第5話 15世紀のルーマニア、当時ワラキアって呼ばれていた国
そう言って自分たちのすぐ近くにいる死体を指さした。
レオンは喉元をおさえながら、ゆっくりと指さされたほうに目をむけた。隣のノアもおなじようにそちらに顔をむけていた。

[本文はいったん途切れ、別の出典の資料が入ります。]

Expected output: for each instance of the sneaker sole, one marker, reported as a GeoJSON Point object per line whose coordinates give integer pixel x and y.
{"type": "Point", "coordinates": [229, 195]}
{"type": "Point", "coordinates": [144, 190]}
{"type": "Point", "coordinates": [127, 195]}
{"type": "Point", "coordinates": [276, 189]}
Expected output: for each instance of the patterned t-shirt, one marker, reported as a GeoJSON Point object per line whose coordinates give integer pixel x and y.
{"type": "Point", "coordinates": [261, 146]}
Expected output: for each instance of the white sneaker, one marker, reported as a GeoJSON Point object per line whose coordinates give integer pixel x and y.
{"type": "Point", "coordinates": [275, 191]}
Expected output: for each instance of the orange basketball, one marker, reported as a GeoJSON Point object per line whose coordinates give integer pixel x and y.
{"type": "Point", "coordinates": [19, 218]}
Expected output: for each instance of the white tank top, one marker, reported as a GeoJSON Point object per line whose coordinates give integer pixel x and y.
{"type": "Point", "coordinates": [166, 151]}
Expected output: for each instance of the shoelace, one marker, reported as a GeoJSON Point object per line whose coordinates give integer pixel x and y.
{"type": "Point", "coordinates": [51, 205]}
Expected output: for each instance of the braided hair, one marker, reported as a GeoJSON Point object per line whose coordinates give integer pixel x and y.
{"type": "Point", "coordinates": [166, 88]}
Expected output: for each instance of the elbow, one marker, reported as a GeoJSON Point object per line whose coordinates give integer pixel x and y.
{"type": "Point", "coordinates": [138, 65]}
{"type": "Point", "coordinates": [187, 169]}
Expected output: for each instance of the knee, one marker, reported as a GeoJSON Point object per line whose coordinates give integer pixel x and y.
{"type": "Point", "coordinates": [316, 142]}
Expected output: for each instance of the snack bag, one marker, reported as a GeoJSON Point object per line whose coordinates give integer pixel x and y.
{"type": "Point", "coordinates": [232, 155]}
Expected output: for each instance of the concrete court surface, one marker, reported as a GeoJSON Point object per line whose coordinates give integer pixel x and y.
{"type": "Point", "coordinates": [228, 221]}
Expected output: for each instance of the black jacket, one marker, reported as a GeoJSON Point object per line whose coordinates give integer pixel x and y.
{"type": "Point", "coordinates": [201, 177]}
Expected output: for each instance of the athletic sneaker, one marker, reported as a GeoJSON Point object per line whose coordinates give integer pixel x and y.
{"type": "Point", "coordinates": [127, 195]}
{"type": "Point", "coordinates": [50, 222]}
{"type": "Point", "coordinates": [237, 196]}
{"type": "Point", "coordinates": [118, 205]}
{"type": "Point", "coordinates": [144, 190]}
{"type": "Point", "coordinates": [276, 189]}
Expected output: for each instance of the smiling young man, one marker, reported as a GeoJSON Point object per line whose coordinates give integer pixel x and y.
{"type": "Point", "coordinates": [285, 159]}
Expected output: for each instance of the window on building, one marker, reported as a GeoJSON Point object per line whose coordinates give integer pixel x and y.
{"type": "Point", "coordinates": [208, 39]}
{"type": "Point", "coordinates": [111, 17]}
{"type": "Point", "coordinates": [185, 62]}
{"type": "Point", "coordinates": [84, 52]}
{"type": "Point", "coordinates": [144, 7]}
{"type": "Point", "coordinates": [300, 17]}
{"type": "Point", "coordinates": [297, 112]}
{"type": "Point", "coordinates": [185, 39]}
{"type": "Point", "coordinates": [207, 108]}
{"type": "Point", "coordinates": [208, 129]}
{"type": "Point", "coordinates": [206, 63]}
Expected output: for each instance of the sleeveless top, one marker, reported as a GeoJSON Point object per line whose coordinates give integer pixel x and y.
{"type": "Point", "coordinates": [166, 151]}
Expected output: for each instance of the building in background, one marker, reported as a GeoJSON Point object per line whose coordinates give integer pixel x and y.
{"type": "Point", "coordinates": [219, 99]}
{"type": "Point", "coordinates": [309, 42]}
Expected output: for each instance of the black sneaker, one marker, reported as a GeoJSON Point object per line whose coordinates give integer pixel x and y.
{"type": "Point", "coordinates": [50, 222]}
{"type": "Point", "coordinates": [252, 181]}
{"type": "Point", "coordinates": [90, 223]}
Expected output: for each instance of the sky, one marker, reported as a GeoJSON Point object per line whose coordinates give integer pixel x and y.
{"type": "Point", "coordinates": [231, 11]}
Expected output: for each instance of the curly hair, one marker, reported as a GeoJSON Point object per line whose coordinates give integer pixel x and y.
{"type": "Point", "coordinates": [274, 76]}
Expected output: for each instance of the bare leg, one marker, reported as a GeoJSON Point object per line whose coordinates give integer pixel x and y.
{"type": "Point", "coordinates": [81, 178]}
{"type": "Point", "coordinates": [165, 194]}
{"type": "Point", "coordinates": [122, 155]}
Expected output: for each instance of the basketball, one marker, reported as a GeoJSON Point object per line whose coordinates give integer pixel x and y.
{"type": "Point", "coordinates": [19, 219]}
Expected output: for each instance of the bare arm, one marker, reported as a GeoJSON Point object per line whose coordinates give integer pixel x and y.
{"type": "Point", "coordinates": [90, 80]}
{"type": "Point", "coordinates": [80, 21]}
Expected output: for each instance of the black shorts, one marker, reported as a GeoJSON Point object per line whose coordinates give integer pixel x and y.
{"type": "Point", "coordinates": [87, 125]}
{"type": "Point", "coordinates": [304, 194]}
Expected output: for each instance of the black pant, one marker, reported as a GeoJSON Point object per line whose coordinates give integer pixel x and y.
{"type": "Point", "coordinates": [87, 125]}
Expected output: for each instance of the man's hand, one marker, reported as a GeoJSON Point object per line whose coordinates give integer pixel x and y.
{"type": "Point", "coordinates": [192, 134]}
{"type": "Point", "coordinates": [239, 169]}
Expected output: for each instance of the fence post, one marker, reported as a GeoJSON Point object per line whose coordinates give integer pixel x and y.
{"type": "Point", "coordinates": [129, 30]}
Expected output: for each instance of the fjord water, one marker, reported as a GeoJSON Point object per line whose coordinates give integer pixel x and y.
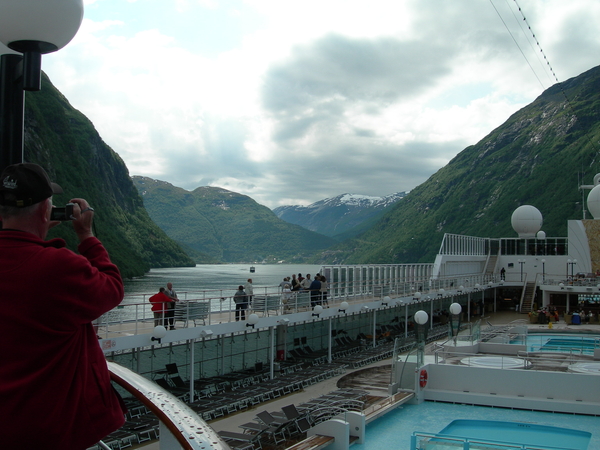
{"type": "Point", "coordinates": [215, 276]}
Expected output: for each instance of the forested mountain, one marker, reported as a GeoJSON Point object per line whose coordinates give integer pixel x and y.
{"type": "Point", "coordinates": [539, 156]}
{"type": "Point", "coordinates": [341, 217]}
{"type": "Point", "coordinates": [224, 226]}
{"type": "Point", "coordinates": [65, 143]}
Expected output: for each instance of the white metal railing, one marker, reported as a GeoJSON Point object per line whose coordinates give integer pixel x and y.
{"type": "Point", "coordinates": [460, 245]}
{"type": "Point", "coordinates": [134, 315]}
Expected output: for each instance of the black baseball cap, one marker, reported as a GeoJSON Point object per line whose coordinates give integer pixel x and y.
{"type": "Point", "coordinates": [25, 184]}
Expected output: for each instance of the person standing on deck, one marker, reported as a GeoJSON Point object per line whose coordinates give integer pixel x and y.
{"type": "Point", "coordinates": [315, 292]}
{"type": "Point", "coordinates": [249, 291]}
{"type": "Point", "coordinates": [170, 292]}
{"type": "Point", "coordinates": [241, 303]}
{"type": "Point", "coordinates": [323, 281]}
{"type": "Point", "coordinates": [305, 283]}
{"type": "Point", "coordinates": [55, 389]}
{"type": "Point", "coordinates": [159, 307]}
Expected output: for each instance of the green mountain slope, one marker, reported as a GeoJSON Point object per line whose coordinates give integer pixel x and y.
{"type": "Point", "coordinates": [224, 225]}
{"type": "Point", "coordinates": [537, 157]}
{"type": "Point", "coordinates": [65, 143]}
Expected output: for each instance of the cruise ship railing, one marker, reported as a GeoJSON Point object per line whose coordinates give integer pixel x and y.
{"type": "Point", "coordinates": [134, 315]}
{"type": "Point", "coordinates": [180, 426]}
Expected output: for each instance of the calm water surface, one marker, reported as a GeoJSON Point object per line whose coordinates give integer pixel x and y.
{"type": "Point", "coordinates": [215, 276]}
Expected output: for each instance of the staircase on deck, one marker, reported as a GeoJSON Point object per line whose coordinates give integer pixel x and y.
{"type": "Point", "coordinates": [528, 298]}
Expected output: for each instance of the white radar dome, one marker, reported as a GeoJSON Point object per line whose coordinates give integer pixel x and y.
{"type": "Point", "coordinates": [527, 221]}
{"type": "Point", "coordinates": [594, 202]}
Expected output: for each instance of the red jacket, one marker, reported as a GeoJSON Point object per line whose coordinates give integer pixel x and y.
{"type": "Point", "coordinates": [160, 302]}
{"type": "Point", "coordinates": [55, 387]}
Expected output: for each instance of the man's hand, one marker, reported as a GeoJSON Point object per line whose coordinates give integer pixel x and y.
{"type": "Point", "coordinates": [83, 217]}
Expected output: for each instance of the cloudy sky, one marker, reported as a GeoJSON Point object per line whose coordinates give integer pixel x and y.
{"type": "Point", "coordinates": [291, 101]}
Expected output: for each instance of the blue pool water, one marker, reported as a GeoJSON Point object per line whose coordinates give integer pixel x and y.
{"type": "Point", "coordinates": [394, 430]}
{"type": "Point", "coordinates": [576, 343]}
{"type": "Point", "coordinates": [519, 433]}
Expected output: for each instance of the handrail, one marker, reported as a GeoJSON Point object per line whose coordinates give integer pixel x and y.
{"type": "Point", "coordinates": [190, 431]}
{"type": "Point", "coordinates": [132, 317]}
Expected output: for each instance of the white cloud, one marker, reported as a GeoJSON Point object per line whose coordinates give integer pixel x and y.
{"type": "Point", "coordinates": [297, 101]}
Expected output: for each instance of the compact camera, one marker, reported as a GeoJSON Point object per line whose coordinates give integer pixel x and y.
{"type": "Point", "coordinates": [62, 214]}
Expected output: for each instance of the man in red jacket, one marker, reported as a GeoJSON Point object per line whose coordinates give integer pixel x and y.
{"type": "Point", "coordinates": [160, 306]}
{"type": "Point", "coordinates": [55, 387]}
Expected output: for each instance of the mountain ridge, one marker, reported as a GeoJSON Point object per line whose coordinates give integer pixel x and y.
{"type": "Point", "coordinates": [534, 157]}
{"type": "Point", "coordinates": [342, 216]}
{"type": "Point", "coordinates": [225, 226]}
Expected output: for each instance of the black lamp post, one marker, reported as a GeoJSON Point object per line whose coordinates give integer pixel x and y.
{"type": "Point", "coordinates": [421, 319]}
{"type": "Point", "coordinates": [521, 262]}
{"type": "Point", "coordinates": [29, 28]}
{"type": "Point", "coordinates": [454, 321]}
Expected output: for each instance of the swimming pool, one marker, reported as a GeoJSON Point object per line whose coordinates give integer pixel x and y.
{"type": "Point", "coordinates": [502, 435]}
{"type": "Point", "coordinates": [560, 342]}
{"type": "Point", "coordinates": [394, 430]}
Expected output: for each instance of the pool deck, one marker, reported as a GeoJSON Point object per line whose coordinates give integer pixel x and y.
{"type": "Point", "coordinates": [233, 421]}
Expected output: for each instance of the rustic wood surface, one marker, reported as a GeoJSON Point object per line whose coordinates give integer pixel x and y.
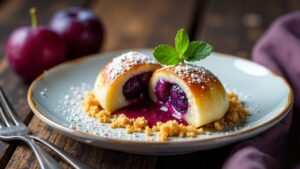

その死体は少年の死体であった。13、14くらいだろうか……。
だが、ほかの死体とちがってまだすこし高い位置にかかげられていた。そしてまだ杭の先がどこからも飛び出ていないように見えた。
その少年の目が、ぎょろりと動いた。
レオンは声をうしなったが、ノアは反射的に大声をあげた。
「ぎゃぁぁぁ。い、生きてるぅぅぅっぅ」
「もーー。いちいち騒ぎすぎよ、ノア!」
マリアがノアを大声で叱りつけた。
レオンは自分がおかしくなったのではないかと感じた。がくがくと身体が震える。レオンは勇気を奮い起こして、もう一度さきほどの少年のほうへ目をむけた。
串刺しにされた少年が、こちらに目をむけていた。
恨みがましさと、悔しさと、怒りに満ちた、悲痛な目だった。
少年が呻いた。
その少年はまだ生きていた——。
その目に涙がうっすらと滲み、頬をつたい落ちていく。
「あたし聞いたことあるの。前に潜った過去の世界で……」
マリアがその少年を見ながら言った。
「串刺し刑って、お尻から打ち込まれた杭が、自分の体重で少しずつ深く刺さって死んじゃうんだけど、先端が尖っていない杭だと出血死しないそうなの。で、臓器をゆっくり押しのけながら刺さっていくから、3日くらい地獄の痛みに苦しんで死んじゃうんだって」
「だ、だから……、だから三日だと……」
レオンはそう答えながら泣いていた。
それは目の前で緩慢な死を突きつけられた少年の心情を思ってなのか、単純にその刑の残酷さに怯えてなのか、もうわからなかった。
そのとき、ノアが喚き散らすように声をあげた。
「ここはどこなのぉぉ。いつの時代なのぉぉぉ」
それは単純な問いかけだったが、悲痛な嘆きにしか聞こえなかった。
「もう……、まったく『焼き串に串刺しされたように泣き叫ぶ』(Wie am Spieß schreien[ドイツの慣用句])んじゃなくってよ。ちょっとばかり頭を冷やせば、いまがいつの時代で、ここがどこかわかるでしょう」
そう言ってマリアは肩をすくめてみせた。そしてまるで面倒くさそうに、すこしだけ口元を曲げて言った。
「ここはたぶん15世紀のルーマニア、当時ワラキアって呼ばれていた国……」
レオンはハッとした。恐怖のあまりぶっ飛んでいた思考が、ふいに正常に戻ってきた。
「ヴラド・ツェペッシュ……」
マリアはにっこりと笑って言った。